Applied Multivariate Statistics with R

Applied Multivariate Statistics with R
Author :
Publisher : Springer Nature
Total Pages : 469
Release :
ISBN-10 : 9783031130052
ISBN-13 : 3031130057
Rating : 4/5 (52 Downloads)

Book Synopsis Applied Multivariate Statistics with R by : Daniel Zelterman

Download or read book Applied Multivariate Statistics with R written by Daniel Zelterman and published by Springer Nature. This book was released on 2023-01-20 with total page 469 pages. Available in PDF, EPUB and Kindle. Book excerpt: Now in its second edition, this book brings multivariate statistics to graduate-level practitioners, making these analytical methods accessible without lengthy mathematical derivations. Using the open source shareware program R, Dr. Zelterman demonstrates the process and outcomes for a wide array of multivariate statistical applications.
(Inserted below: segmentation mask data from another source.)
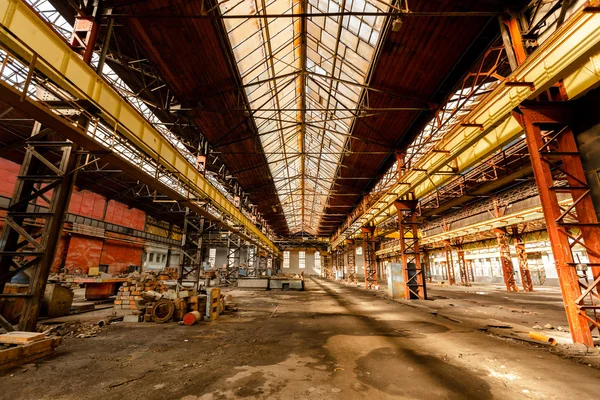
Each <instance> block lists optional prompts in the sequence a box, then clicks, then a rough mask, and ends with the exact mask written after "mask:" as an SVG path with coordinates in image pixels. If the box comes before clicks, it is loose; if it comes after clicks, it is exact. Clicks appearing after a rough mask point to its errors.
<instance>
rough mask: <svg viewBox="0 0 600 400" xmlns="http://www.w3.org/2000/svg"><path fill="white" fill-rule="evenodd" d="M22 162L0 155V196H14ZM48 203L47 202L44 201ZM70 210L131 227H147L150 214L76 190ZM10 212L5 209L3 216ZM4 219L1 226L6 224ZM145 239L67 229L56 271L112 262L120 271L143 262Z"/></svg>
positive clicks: (69, 207)
mask: <svg viewBox="0 0 600 400" xmlns="http://www.w3.org/2000/svg"><path fill="white" fill-rule="evenodd" d="M20 168H21V167H20V165H19V164H16V163H14V162H11V161H9V160H6V159H3V158H0V196H5V197H12V195H13V191H14V188H15V185H16V183H17V175H18V173H19V170H20ZM40 204H42V205H44V206H45V205H46V204H45V203H40ZM68 212H69V213H72V214H76V215H81V216H85V217H90V218H94V219H97V220H101V221H106V222H110V223H114V224H118V225H122V226H126V227H129V228H134V229H138V230H144V229H145V225H146V214H145V213H144V212H143V211H141V210H138V209H135V208H129V207H128V206H127V205H125V204H123V203H119V202H117V201H114V200H110V201H108V202H107V200H106V198H105V197H103V196H101V195H99V194H96V193H93V192H90V191H87V190H82V191H80V190H78V189H77V188H75V189H74V190H73V195H72V196H71V201H70V203H69V207H68ZM5 216H6V212H5V211H4V210H1V212H0V217H1V218H2V220H3V219H4V217H5ZM3 225H4V223H3V221H0V227H3ZM143 249H144V242H143V241H141V240H139V239H136V238H132V237H128V236H125V235H118V234H116V233H110V232H107V233H105V237H95V236H90V235H86V234H81V233H75V232H64V231H63V235H62V237H61V240H60V242H59V245H58V249H57V252H56V257H55V259H54V263H53V264H52V270H53V271H55V272H56V271H59V270H61V269H63V268H66V269H67V270H69V271H73V272H78V273H87V272H88V270H89V268H90V267H97V266H98V265H99V264H108V272H109V273H114V274H116V273H120V272H122V271H125V270H127V269H128V267H129V266H130V265H140V263H141V258H142V253H143Z"/></svg>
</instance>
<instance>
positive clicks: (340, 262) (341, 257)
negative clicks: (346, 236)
mask: <svg viewBox="0 0 600 400" xmlns="http://www.w3.org/2000/svg"><path fill="white" fill-rule="evenodd" d="M344 253H345V252H344V247H340V248H339V251H338V265H339V267H340V270H341V271H342V276H341V277H340V279H341V280H345V279H346V260H345V258H346V257H345V256H344Z"/></svg>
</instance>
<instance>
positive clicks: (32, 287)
mask: <svg viewBox="0 0 600 400" xmlns="http://www.w3.org/2000/svg"><path fill="white" fill-rule="evenodd" d="M81 121H83V119H81ZM80 158H81V157H80V152H79V150H78V147H77V146H76V145H75V144H73V143H71V142H70V141H68V140H64V139H63V138H62V137H60V136H59V135H58V134H57V133H54V132H53V131H51V130H50V129H42V125H41V124H40V123H39V122H37V121H36V122H34V127H33V131H32V133H31V137H30V138H29V139H28V140H27V145H26V147H25V157H24V159H23V163H22V164H21V170H20V172H19V175H18V180H17V184H16V185H15V189H14V193H13V196H12V198H11V200H10V203H9V206H8V209H7V215H6V219H5V225H4V228H3V231H2V237H1V238H0V294H1V296H2V297H6V298H11V297H13V298H14V297H16V298H20V299H22V301H23V309H22V312H21V315H20V319H19V330H21V331H31V332H35V330H36V326H37V319H38V316H39V313H40V308H41V306H42V300H43V297H44V290H45V288H46V283H47V281H48V275H49V274H50V270H51V268H52V263H53V262H54V257H55V255H56V251H57V249H58V246H59V242H60V239H61V237H62V230H63V222H64V218H65V214H66V211H67V209H68V206H69V201H70V199H71V194H72V192H73V186H74V183H75V179H76V176H77V172H78V170H79V169H80V168H79V165H80V163H81V162H80V161H81V160H80ZM42 204H47V205H44V206H42ZM18 273H26V274H27V275H28V277H29V284H28V290H27V293H22V294H21V293H19V294H10V293H2V292H3V289H4V286H5V284H6V283H9V282H10V281H11V279H12V277H13V276H15V275H17V274H18Z"/></svg>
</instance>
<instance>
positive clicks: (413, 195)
mask: <svg viewBox="0 0 600 400" xmlns="http://www.w3.org/2000/svg"><path fill="white" fill-rule="evenodd" d="M394 205H395V206H396V210H397V212H398V229H399V239H400V251H401V253H402V272H403V274H404V285H405V286H404V298H405V299H421V300H425V299H426V298H427V292H426V288H425V278H424V276H423V268H422V266H421V251H420V249H419V232H418V229H417V215H416V213H415V210H416V207H417V200H416V199H415V196H414V193H410V194H408V195H407V196H406V197H405V198H402V199H398V200H396V201H395V202H394Z"/></svg>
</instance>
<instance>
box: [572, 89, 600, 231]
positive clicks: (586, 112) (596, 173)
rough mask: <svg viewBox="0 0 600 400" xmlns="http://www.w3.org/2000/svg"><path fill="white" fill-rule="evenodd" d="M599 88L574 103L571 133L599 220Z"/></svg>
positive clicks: (599, 121)
mask: <svg viewBox="0 0 600 400" xmlns="http://www.w3.org/2000/svg"><path fill="white" fill-rule="evenodd" d="M599 104H600V88H598V89H595V90H593V91H591V92H590V93H588V94H587V95H585V96H584V97H582V98H581V99H579V100H577V101H576V105H575V107H573V109H574V110H575V115H574V119H573V126H572V128H573V133H574V134H575V137H576V140H577V147H578V148H579V152H580V153H581V162H582V163H583V169H584V170H585V173H586V177H587V181H588V185H589V186H590V190H591V193H592V201H593V203H594V208H595V210H596V215H597V216H598V219H600V113H598V110H599V109H600V108H599Z"/></svg>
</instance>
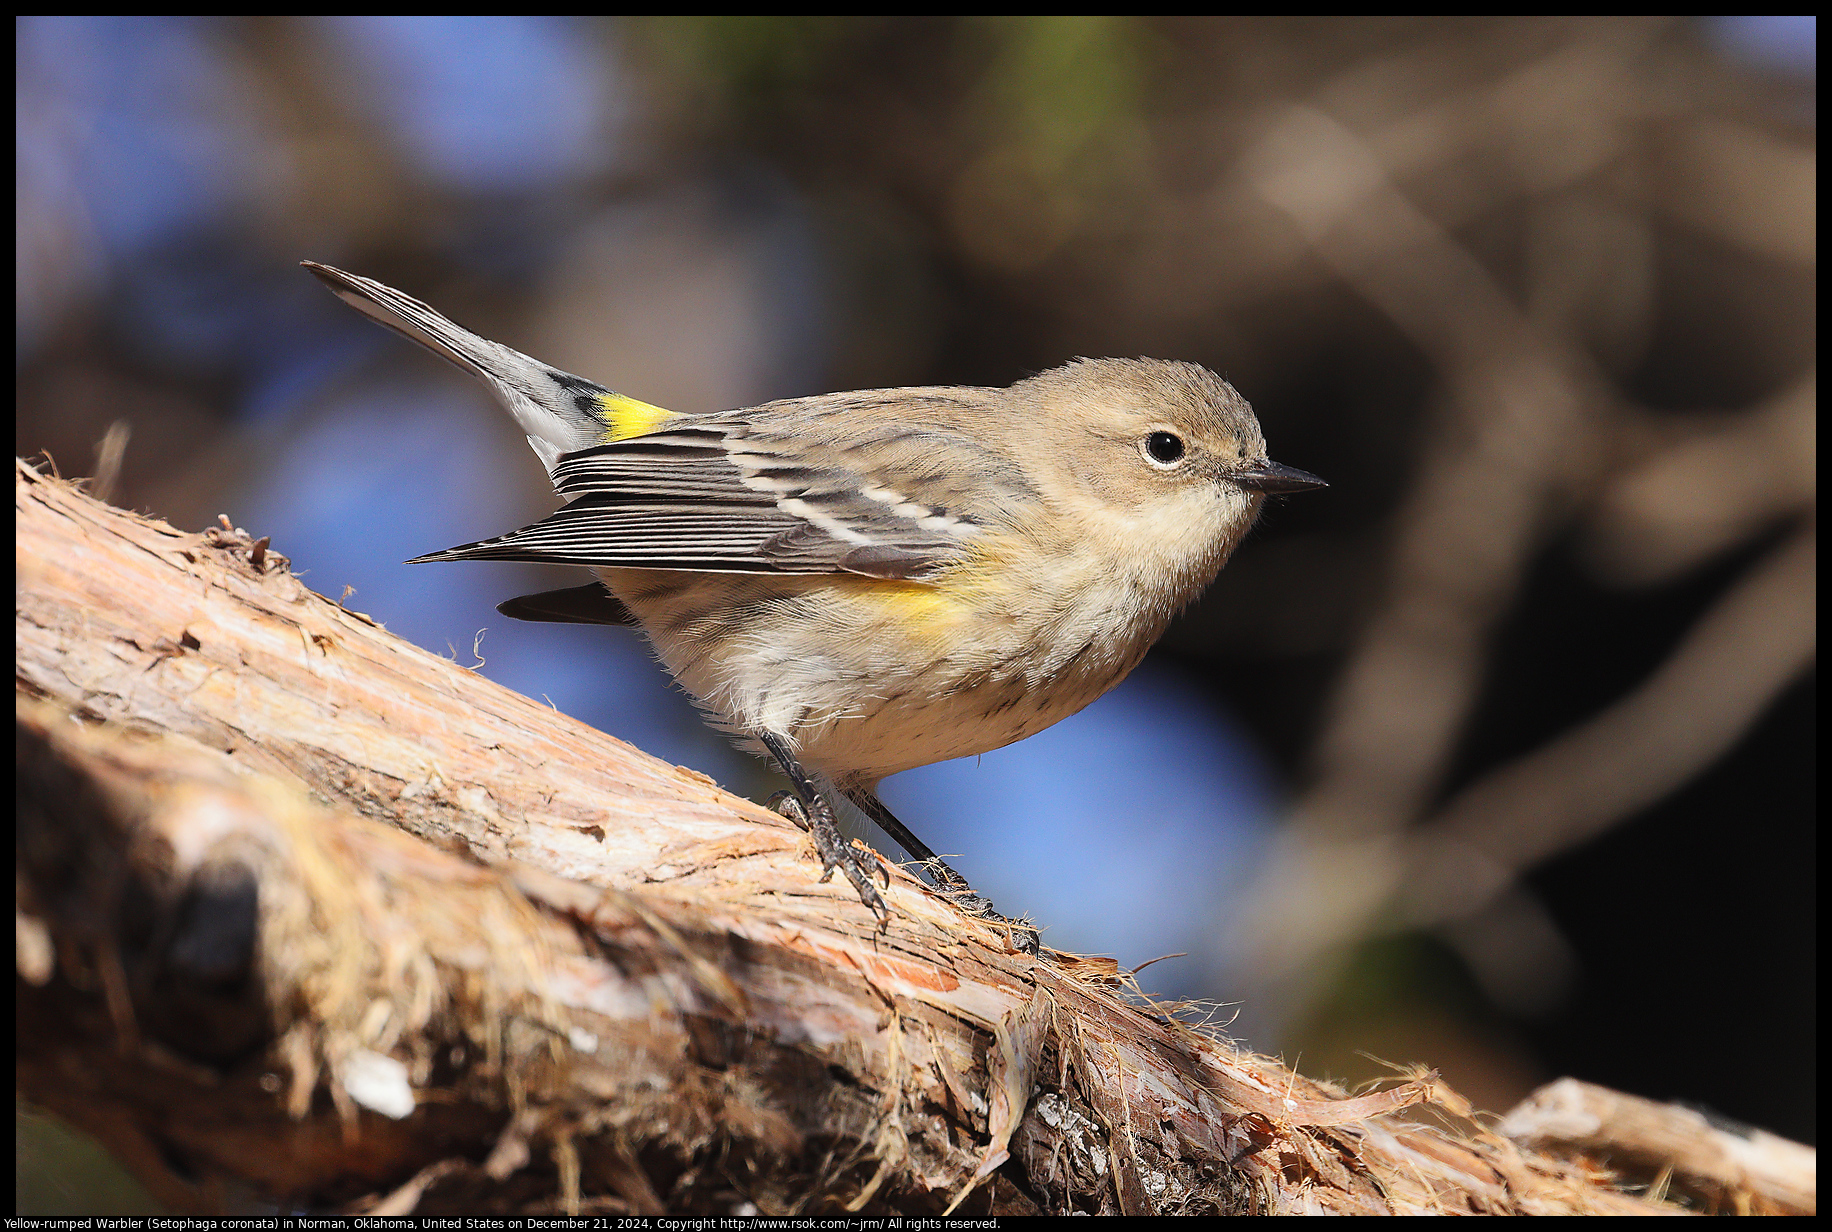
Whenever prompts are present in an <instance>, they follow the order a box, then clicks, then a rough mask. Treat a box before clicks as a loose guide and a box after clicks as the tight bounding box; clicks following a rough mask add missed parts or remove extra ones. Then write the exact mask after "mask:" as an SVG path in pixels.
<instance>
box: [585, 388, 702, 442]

Chapters cover graphical displays; linear algebra; univariate, bivariate and multivariate normal distributions; factor methods; linear regression; discrimination and classification; clustering; time series models; and additional methods. He uses practical examples from diverse disciplines, to welcome readers from a variety of academic specialties. Each chapter includes exercises, real data sets, and R implementations. The book avoids theoretical derivations beyond those needed to fully appreciate the methods. Prior experience with R is not necessary. New to this edition are chapters devoted to longitudinal studies and the clustering of large data. It is an excellent resource for students of multivariate statistics, as well as practitioners in the health and life sciences who are looking to integrate statistics into their work.

An Introduction to Applied Multivariate Analysis with R

An Introduction to Applied Multivariate Analysis with R
Author :
Publisher : Springer Science & Business Media
Total Pages : 284
Release :
ISBN-10 : 9781441996503
ISBN-13 : 1441996508
Rating : 4/5 (03 Downloads)

Book Synopsis An Introduction to Applied Multivariate Analysis with R by : Brian Everitt

Download or read book An Introduction to Applied Multivariate Analysis with R written by Brian Everitt and published by Springer Science & Business Media. This book was released on 2011-04-23 with total page 284 pages. Available in PDF, EPUB and Kindle. Book excerpt: The majority of data sets collected by researchers in all disciplines are multivariate, meaning that several measurements, observations, or recordings are taken on each of the units in the data set. These units might be human subjects, archaeological artifacts, countries, or a vast variety of other things. In a few cases, it may be sensible to isolate each variable and study it separately, but in most instances all the variables need to be examined simultaneously in order to fully grasp the structure and key features of the data. For this purpose, one or another method of multivariate analysis might be helpful, and it is with such methods that this book is largely concerned. Multivariate analysis includes methods both for describing and exploring such data and for making formal inferences about them. The aim of all the techniques is, in general sense, to display or extract the signal in the data in the presence of noise and to find out what the data show us in the midst of their apparent chaos. An Introduction to Applied Multivariate Analysis with R explores the correct application of these methods so as to extract as much information as possible from the data at hand, particularly as some type of graphical representation, via the R software. Throughout the book, the authors give many examples of R code used to apply the multivariate techniques to multivariate data.